The rich aroma of freshly roasted coffee beans permeates the cool early morning air, and awakens my taste buds, leaving me to swallow back the saliva in anticipation of my first sip of coffee. It is a smell that brings a wide smile to my face and that of the five other amateur coffee lovers in the Barista Course offered by Beaver Creek farm, a short distance inland from Port Edward on the KwaZulu Natal coast of South Africa.

Said to be the most southern coffee estate in the world, and one of only two coffee farms in South Africa, it was bought in 1984 by Ed Cumming. Its conversion from a banana to a coffee farm started in 1986, and the original four coffee trees have, since then, multiplied to an impressive 60,000.
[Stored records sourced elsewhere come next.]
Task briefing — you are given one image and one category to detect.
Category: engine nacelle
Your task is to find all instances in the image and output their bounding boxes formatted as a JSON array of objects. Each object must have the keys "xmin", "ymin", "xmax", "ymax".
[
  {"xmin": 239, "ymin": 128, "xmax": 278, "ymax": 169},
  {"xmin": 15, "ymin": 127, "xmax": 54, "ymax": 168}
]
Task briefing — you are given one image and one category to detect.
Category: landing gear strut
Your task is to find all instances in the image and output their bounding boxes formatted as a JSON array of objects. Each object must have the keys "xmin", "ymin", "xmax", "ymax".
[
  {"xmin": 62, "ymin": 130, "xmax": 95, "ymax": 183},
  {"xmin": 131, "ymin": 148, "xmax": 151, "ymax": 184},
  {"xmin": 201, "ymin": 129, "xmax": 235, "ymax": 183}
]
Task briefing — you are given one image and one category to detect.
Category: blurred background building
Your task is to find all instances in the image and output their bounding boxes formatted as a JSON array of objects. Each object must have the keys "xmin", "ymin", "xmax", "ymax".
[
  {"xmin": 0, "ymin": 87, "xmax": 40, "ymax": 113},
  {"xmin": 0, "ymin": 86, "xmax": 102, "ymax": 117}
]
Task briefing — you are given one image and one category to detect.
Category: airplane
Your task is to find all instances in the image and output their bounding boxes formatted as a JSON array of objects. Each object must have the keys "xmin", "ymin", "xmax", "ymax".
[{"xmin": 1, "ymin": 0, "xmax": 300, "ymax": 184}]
Dylan, our host for the morning, is charming in a down-to-earth way, and swiftly takes us through different brewing methods and tools, patiently answering all the questions being thrown at him. We taste each brew, whilst discussing its merits and our preferences with a mounting caffeine induced enthusiasm. We debate the influence of the different variables that make a cup of coffee unique, and vouch to experiment with these to brew the perfect cup at home. After two hours of coffee indulgence, we join the their daily ‘crop to cup’ tour that starts at 12 noon each day for a closer look at where the coffee we have so thirstily consumed comes from.

Beaver Creek is still a family-owned business with three generations earning their living from it. Picking and harvesting is done by varietal in a quest for making their coffee distinct from the rest, and apart from selling their own single origin coffee, they also import, roast and sell single estate coffees from other parts of the world.

Visited: November 2015

Notes:

  • GPS co-ordinates: S31⁰ 02′ 42″ E 30⁰ 10′ 57″
  • Brown tourist signs will help you find the estate easily.
  • The restaurant is open every day, except for Christmas day, from 8am – 4pm, where coffee and light meals are served.
  • To order directly from them, visit their website.
  • Whilst my husband prefers the intense flavour of an espresso, I prefer my coffee to be lighter and less bitter, and we both marvelled at how the exact same variety can acquire a completely different flavour and body depending on how it is brewed.